New technologies are radically changing the way that families connect with one another: we can text our teenagers from work, eat dinner with far-away parents via video link, and instantly upload and share photos after a family day out. Whether we are bridging time or distance, and whether we are enhancing our closest relationships or strengthening the bonds of extended family, as computer technologies alter the communication landscape, they in turn are changing the way we conduct and experience family life.

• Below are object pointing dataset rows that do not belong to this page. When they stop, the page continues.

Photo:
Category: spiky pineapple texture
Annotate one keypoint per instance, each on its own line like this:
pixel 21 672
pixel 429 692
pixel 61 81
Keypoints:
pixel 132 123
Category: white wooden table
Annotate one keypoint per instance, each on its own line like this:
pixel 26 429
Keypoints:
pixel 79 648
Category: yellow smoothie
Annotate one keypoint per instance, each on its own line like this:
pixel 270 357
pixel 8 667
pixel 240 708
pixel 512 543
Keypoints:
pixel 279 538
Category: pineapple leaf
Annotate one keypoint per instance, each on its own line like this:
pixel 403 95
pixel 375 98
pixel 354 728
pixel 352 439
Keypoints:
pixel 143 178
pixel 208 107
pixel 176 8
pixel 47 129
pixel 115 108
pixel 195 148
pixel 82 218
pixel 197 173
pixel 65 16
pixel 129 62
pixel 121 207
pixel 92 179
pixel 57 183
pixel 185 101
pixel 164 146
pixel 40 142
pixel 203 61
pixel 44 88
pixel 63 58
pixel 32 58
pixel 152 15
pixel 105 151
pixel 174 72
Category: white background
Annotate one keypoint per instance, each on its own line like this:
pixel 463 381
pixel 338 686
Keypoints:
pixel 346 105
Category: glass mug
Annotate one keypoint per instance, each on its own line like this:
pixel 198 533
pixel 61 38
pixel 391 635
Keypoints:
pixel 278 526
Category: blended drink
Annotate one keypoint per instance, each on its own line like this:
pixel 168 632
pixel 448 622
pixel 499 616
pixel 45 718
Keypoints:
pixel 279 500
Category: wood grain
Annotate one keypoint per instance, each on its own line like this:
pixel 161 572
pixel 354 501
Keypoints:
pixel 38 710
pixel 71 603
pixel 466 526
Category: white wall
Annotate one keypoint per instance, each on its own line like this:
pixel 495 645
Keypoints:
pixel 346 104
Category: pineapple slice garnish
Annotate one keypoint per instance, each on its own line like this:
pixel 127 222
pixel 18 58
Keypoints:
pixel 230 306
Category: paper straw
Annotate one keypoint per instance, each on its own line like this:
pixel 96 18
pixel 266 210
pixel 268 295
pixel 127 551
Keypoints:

This state of the art volume explores the impact of new communication systems on how families interact – how they share their lives and routines, engage in social touch, and negotiate being together or being apart – by considering a range of different family relationships that shape the nature of communication. Composed of three sections, the first looks at what is often the core of a ‘family’, the couple, to understand the impact of technology on couple relationships, communication, and feelings of closeness. The second section studies immediate families that have expanded beyond just the individual or couple to include children. Here, the emphasis is on connection for communication, coordination, and play. The third section moves beyond the immediate family to explore connections between extended, distributed family members. This includes connections between adult children and their parents, grandparents and grandchildren, and adult siblings. Here family members have grown older, moved away from ‘home’, and forged new families. Researchers, designers and developers of new communication technologies will find this volume invaluable. Connecting Families: The Impact of New Communication Technologies on Domestic Life brings together the most up-to-date studies to help in understanding how new communication technologies shape – and are shaped by – family life, and offers inspiration and guidance for design by making clear what families need and value from technological systems.